The project is a work in progress resulting in the creation of a map of the – unique and severely threatened – underwater world of the coral reefs. The face of real submerged continents and archipelagos will be enriched by the depiction of a wildlife observed and imagined, as happened in the maps of the 15th century, whom the work is inspired to. The work of Elsa Guillaume, an artist and explorer, will develop during her participation in an oceanographic expedition dedicated to these environments (oceans.taraexpeditions.org). 

 


FICTILIS (Timothy Furstnau and Andrea Steves, Usa), True Market Cost

In the market of FICTILIS goods are sold at their real price, integrating the social and environmental costs of their production, processing, distribution and consumption.
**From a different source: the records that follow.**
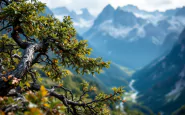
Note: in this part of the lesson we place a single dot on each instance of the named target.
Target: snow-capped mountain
(161, 84)
(82, 21)
(131, 36)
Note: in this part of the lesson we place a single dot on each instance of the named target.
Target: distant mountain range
(82, 21)
(133, 37)
(161, 84)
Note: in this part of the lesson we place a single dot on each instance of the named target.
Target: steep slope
(82, 21)
(131, 40)
(161, 84)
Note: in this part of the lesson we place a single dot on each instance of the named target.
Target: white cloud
(95, 6)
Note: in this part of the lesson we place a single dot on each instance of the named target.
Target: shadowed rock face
(161, 83)
(132, 40)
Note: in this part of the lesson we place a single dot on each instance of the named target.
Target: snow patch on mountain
(84, 23)
(120, 32)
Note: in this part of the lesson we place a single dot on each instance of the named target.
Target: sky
(96, 6)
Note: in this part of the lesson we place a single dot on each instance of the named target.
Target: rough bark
(22, 67)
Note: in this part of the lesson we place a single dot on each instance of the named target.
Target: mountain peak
(86, 14)
(60, 10)
(109, 6)
(130, 6)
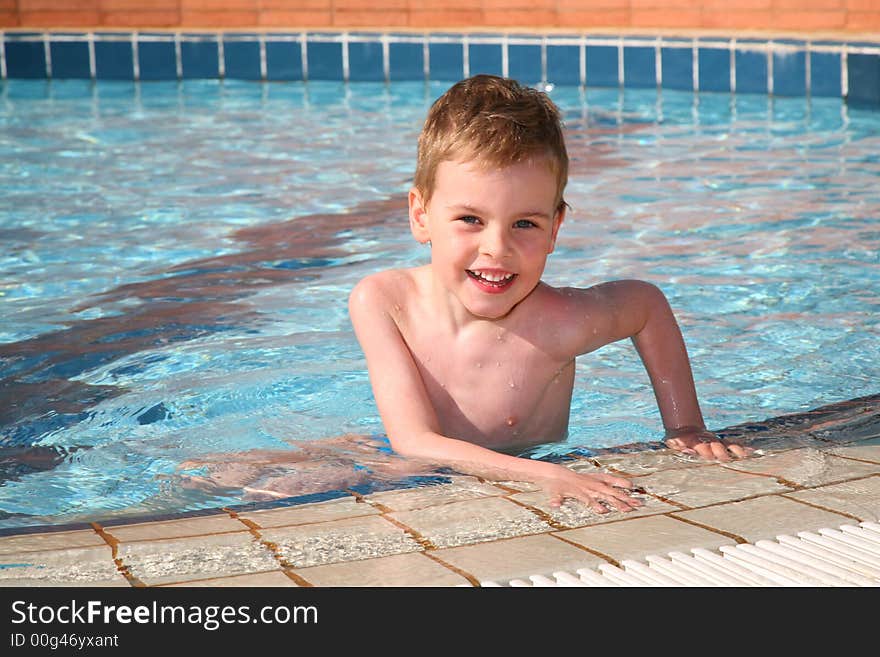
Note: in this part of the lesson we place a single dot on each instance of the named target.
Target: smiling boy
(472, 357)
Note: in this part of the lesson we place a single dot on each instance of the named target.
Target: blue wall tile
(241, 60)
(751, 72)
(406, 61)
(714, 66)
(677, 68)
(863, 75)
(114, 60)
(446, 61)
(639, 67)
(283, 60)
(564, 64)
(70, 59)
(825, 74)
(200, 59)
(365, 61)
(156, 60)
(524, 63)
(325, 60)
(789, 73)
(25, 59)
(485, 58)
(602, 66)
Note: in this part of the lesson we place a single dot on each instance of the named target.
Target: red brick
(219, 18)
(809, 20)
(50, 18)
(737, 20)
(138, 5)
(65, 6)
(520, 18)
(687, 18)
(8, 18)
(146, 18)
(594, 18)
(296, 19)
(863, 21)
(446, 18)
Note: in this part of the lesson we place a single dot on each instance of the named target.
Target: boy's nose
(495, 244)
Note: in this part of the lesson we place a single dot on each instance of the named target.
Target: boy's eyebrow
(464, 207)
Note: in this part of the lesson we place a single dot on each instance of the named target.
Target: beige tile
(50, 541)
(348, 539)
(807, 467)
(201, 557)
(270, 578)
(165, 529)
(576, 514)
(636, 464)
(709, 484)
(639, 537)
(501, 561)
(91, 566)
(763, 517)
(461, 488)
(471, 521)
(866, 451)
(412, 569)
(860, 498)
(345, 507)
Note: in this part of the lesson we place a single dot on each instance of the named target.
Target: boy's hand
(706, 444)
(601, 492)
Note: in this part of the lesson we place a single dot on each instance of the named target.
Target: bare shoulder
(382, 290)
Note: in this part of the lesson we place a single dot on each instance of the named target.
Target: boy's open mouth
(491, 278)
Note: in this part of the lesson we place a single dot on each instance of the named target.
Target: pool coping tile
(349, 539)
(633, 539)
(168, 529)
(406, 569)
(330, 510)
(196, 557)
(762, 518)
(847, 497)
(85, 566)
(805, 467)
(43, 542)
(270, 578)
(518, 557)
(409, 499)
(471, 521)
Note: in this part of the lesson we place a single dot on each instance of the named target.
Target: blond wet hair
(495, 122)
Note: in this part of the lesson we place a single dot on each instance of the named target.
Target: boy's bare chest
(494, 387)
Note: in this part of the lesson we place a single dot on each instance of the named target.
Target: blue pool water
(176, 259)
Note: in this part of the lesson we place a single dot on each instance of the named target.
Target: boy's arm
(414, 430)
(640, 311)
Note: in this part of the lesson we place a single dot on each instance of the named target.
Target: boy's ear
(418, 217)
(557, 222)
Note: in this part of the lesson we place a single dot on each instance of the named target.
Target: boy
(473, 355)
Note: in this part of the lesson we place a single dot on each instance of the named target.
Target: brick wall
(811, 16)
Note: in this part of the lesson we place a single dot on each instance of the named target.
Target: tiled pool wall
(784, 67)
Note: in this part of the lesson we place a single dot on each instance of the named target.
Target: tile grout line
(113, 542)
(286, 567)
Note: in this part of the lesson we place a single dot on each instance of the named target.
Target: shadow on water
(185, 302)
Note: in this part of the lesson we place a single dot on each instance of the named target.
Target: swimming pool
(177, 258)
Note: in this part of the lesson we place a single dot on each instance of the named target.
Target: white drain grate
(849, 556)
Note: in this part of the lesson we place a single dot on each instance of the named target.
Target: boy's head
(493, 122)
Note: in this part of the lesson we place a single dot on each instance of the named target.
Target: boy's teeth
(494, 278)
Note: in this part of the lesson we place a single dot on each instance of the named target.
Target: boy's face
(490, 232)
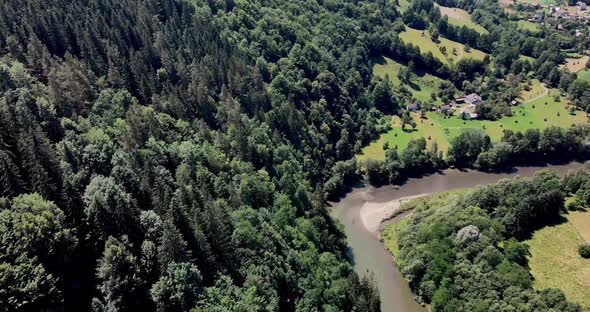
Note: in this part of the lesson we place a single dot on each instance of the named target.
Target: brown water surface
(368, 254)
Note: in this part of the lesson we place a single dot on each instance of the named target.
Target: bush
(584, 250)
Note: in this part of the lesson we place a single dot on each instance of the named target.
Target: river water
(369, 255)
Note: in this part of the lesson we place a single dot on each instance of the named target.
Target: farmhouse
(445, 109)
(536, 18)
(473, 98)
(412, 106)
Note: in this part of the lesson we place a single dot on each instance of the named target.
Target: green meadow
(554, 258)
(454, 50)
(422, 85)
(459, 17)
(540, 113)
(534, 27)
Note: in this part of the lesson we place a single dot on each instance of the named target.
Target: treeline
(472, 148)
(170, 155)
(464, 253)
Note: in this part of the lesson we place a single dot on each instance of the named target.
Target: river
(368, 254)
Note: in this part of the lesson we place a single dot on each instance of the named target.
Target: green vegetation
(449, 244)
(459, 17)
(421, 85)
(454, 50)
(534, 27)
(584, 75)
(441, 129)
(540, 111)
(556, 263)
(390, 236)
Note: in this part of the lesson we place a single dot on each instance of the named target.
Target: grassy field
(534, 27)
(555, 262)
(584, 74)
(422, 85)
(459, 17)
(426, 44)
(403, 5)
(536, 90)
(527, 115)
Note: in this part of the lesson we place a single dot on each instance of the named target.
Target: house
(473, 99)
(536, 18)
(412, 107)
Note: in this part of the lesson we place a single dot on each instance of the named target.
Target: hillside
(451, 51)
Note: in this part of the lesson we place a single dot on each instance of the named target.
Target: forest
(171, 155)
(176, 155)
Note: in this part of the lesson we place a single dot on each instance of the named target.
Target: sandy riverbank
(373, 214)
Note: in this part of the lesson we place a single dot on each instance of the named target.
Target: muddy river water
(362, 209)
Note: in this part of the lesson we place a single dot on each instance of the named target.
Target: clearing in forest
(534, 27)
(460, 17)
(454, 50)
(584, 75)
(555, 261)
(539, 113)
(422, 85)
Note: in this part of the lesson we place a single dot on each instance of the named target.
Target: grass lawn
(575, 64)
(403, 5)
(425, 44)
(536, 90)
(525, 116)
(459, 17)
(555, 262)
(423, 84)
(534, 27)
(584, 74)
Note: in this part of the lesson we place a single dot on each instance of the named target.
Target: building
(444, 108)
(536, 18)
(473, 99)
(412, 107)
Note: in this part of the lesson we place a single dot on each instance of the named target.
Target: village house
(444, 108)
(473, 99)
(412, 107)
(536, 18)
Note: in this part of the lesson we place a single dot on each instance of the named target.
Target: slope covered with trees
(463, 252)
(172, 154)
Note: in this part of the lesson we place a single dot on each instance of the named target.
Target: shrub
(584, 250)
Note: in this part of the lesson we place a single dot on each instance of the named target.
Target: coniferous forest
(179, 155)
(170, 155)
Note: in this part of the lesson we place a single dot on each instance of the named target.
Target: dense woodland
(462, 252)
(170, 155)
(177, 154)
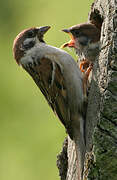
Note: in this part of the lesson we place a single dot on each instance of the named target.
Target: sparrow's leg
(84, 64)
(85, 78)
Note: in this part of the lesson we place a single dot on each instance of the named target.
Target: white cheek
(28, 40)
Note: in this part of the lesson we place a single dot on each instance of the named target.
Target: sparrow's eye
(75, 32)
(31, 34)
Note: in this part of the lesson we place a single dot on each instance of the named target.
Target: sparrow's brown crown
(87, 32)
(20, 44)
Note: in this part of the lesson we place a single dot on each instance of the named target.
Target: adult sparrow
(85, 39)
(56, 74)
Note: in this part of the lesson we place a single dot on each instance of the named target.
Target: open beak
(71, 43)
(42, 30)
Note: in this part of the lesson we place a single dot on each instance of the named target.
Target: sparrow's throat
(71, 43)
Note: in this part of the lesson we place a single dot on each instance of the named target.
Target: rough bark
(101, 121)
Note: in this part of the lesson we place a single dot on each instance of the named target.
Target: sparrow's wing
(49, 78)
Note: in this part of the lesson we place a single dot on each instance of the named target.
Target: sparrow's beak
(42, 30)
(71, 43)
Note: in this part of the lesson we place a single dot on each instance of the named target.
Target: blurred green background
(30, 134)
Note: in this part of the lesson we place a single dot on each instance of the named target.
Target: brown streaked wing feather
(54, 91)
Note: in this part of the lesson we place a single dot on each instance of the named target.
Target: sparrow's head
(81, 35)
(27, 39)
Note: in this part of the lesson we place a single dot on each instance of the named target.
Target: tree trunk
(101, 120)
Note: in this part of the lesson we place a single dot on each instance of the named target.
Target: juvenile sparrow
(85, 39)
(56, 74)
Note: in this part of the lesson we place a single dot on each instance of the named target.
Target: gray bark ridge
(101, 120)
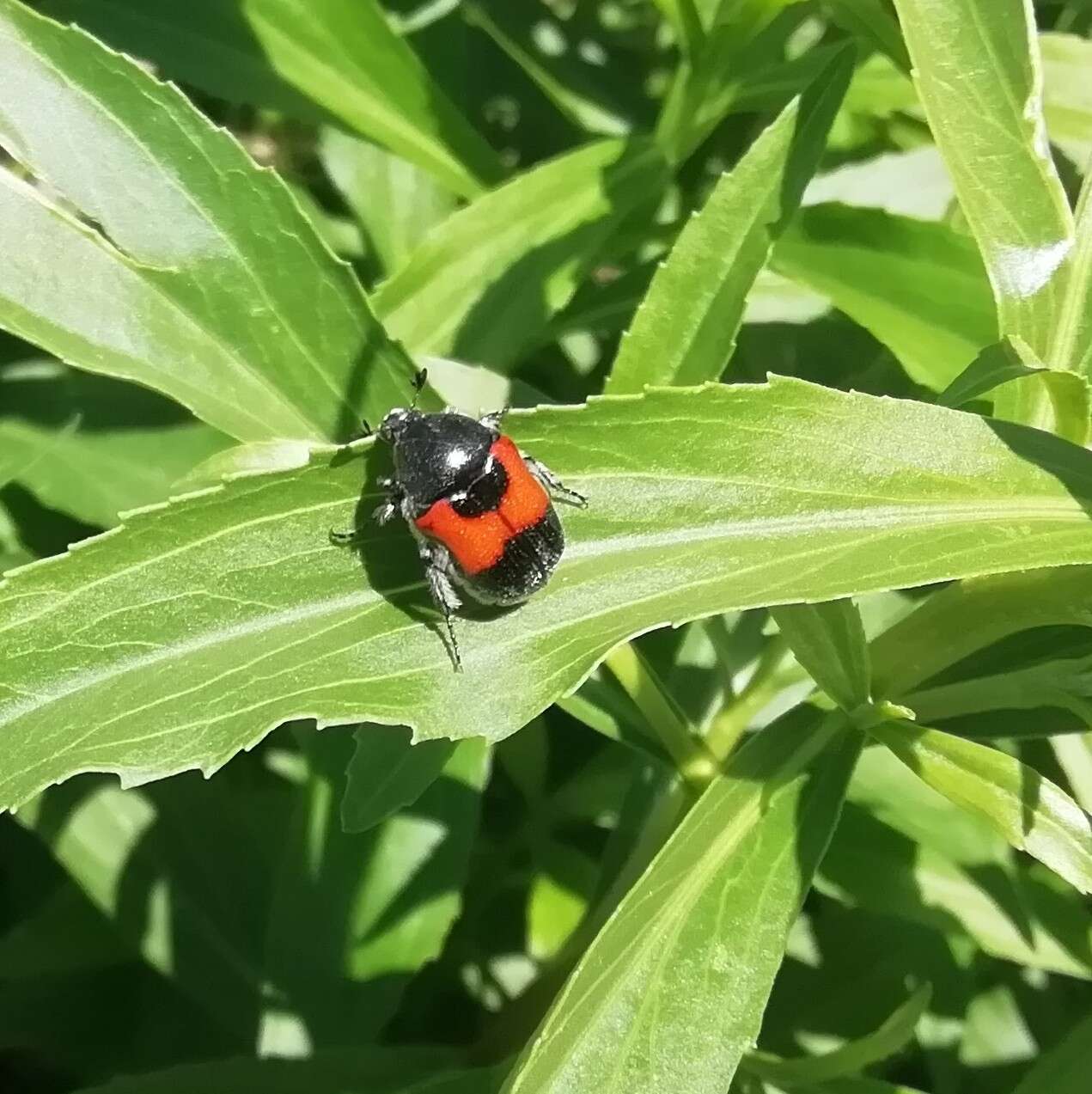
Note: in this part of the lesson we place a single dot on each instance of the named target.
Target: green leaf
(356, 914)
(1065, 682)
(211, 288)
(685, 331)
(95, 476)
(119, 846)
(183, 638)
(1011, 364)
(684, 18)
(1065, 1068)
(332, 1071)
(918, 287)
(977, 71)
(828, 641)
(871, 866)
(204, 43)
(344, 55)
(964, 618)
(1067, 101)
(486, 281)
(577, 89)
(1072, 344)
(676, 982)
(1028, 810)
(851, 1058)
(387, 772)
(396, 203)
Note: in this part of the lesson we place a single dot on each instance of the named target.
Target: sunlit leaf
(344, 55)
(851, 1058)
(977, 70)
(185, 637)
(685, 329)
(487, 280)
(199, 277)
(676, 982)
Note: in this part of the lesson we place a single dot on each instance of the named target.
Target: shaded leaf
(676, 981)
(395, 201)
(1065, 1068)
(871, 866)
(356, 914)
(851, 1058)
(211, 288)
(1011, 362)
(685, 329)
(828, 641)
(332, 1071)
(1031, 812)
(387, 772)
(185, 637)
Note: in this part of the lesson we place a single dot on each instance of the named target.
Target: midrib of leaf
(210, 221)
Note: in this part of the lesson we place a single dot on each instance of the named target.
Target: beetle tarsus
(554, 484)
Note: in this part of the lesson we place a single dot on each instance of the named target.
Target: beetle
(479, 509)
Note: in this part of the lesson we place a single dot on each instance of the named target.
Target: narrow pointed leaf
(828, 640)
(977, 70)
(487, 280)
(396, 203)
(206, 281)
(685, 331)
(184, 637)
(204, 43)
(1028, 810)
(918, 287)
(387, 772)
(967, 617)
(344, 55)
(1072, 344)
(671, 993)
(1066, 1066)
(1067, 411)
(329, 1071)
(851, 1058)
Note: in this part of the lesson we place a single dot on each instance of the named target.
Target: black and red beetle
(479, 508)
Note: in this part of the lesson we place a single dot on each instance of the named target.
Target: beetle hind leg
(436, 565)
(554, 484)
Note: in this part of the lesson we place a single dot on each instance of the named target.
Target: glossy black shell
(436, 454)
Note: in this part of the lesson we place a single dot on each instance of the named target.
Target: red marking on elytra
(477, 543)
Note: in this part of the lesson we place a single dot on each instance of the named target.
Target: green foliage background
(783, 784)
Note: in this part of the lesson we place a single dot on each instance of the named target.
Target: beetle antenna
(360, 432)
(420, 379)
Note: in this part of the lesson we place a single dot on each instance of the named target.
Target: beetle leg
(554, 484)
(349, 537)
(391, 504)
(443, 594)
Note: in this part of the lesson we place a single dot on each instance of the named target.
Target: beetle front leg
(393, 501)
(554, 484)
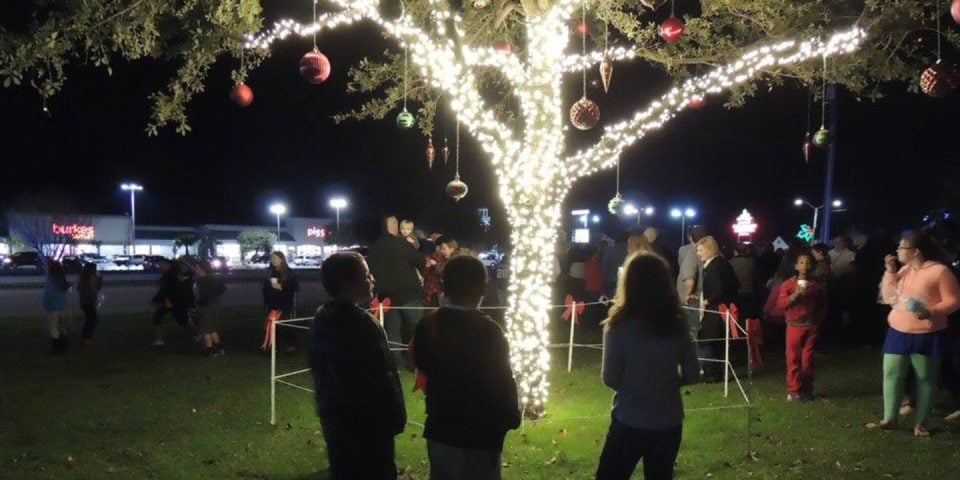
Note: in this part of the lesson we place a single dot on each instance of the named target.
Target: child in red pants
(804, 303)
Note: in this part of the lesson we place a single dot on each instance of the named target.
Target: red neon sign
(75, 231)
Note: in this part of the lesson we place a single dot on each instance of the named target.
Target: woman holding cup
(922, 293)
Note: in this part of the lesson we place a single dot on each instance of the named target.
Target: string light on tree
(533, 171)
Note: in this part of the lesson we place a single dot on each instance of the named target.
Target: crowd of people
(659, 332)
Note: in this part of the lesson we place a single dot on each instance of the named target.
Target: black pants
(357, 455)
(89, 319)
(625, 446)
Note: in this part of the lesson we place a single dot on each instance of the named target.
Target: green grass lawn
(126, 410)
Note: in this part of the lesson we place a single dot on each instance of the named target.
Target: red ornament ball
(671, 29)
(241, 95)
(584, 114)
(697, 103)
(315, 67)
(939, 80)
(583, 28)
(456, 189)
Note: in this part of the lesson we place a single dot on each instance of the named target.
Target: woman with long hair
(645, 340)
(922, 293)
(88, 288)
(280, 292)
(55, 290)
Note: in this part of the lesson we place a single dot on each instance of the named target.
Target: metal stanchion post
(273, 373)
(573, 322)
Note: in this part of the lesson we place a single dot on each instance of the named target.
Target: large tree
(509, 98)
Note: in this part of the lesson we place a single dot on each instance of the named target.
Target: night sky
(896, 159)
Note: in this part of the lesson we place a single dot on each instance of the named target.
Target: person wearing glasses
(922, 293)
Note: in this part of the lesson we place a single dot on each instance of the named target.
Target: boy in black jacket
(471, 394)
(359, 398)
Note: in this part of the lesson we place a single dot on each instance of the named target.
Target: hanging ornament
(457, 189)
(653, 4)
(431, 153)
(241, 95)
(584, 114)
(697, 103)
(582, 28)
(807, 148)
(405, 119)
(671, 29)
(939, 80)
(823, 137)
(606, 65)
(606, 72)
(615, 206)
(314, 67)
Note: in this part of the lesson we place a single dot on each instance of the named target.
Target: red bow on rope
(571, 305)
(755, 342)
(376, 303)
(272, 317)
(731, 319)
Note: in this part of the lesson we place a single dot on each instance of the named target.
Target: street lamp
(683, 215)
(837, 205)
(338, 203)
(278, 209)
(133, 188)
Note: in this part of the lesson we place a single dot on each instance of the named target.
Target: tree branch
(619, 137)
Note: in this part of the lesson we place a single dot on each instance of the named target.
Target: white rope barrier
(381, 309)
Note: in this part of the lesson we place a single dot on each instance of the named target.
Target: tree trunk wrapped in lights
(520, 49)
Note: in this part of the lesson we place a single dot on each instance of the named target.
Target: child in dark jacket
(471, 394)
(358, 393)
(804, 303)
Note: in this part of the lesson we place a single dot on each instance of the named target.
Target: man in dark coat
(398, 269)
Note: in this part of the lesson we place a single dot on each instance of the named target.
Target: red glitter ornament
(671, 29)
(241, 95)
(939, 80)
(584, 114)
(314, 67)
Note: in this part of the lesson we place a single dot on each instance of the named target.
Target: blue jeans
(625, 446)
(397, 321)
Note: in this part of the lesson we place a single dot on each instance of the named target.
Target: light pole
(133, 188)
(836, 206)
(683, 215)
(278, 209)
(338, 203)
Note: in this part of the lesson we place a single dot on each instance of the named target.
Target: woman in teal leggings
(921, 295)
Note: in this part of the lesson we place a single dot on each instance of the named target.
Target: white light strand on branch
(618, 137)
(533, 175)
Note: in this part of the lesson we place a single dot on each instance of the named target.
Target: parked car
(304, 261)
(23, 259)
(151, 263)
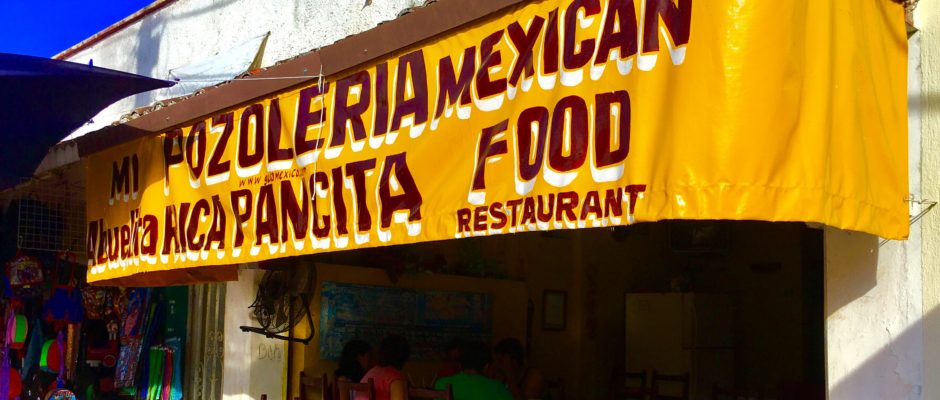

That is what we currently persist in calling “externalities.” 

 


Julie Navarro, Droséra

A travel through the aesthetics of the relationship between man and landscape, in the peat bogs of the Limousin, a real “sink” of carbon acting as a natural regulator of the climate. 

 


Yesenia Thibault-Picazo, Craft in the Anthropocene

The geology of the future in a “plastic sediment,” an image of the soil and of the populated resources of the future. 

 


Livin Studio (Katharina Unger and Julia Kaisinger), Fungi Mutarium

A prototype of culture of mycelium can biodegrade toxic waste turning them into edible biomass, a consideration on how climate change can overturn the laws of consumption and living. 

 


Stéfane Perraud 
with writer Aram Kebabdjian, Soleil Noir

The “Black Sun” is a pièce of futuristic science fiction, a cooler to counter the effects of climate change. A projection of a likely future that aims at considering the ambivalent scientific utopia and our uncertain relationship with energy. 

 


Jérémy Gobé, Coral Restauration

A design of structures able to “patch up” and restore the geometric pattern of coral formations.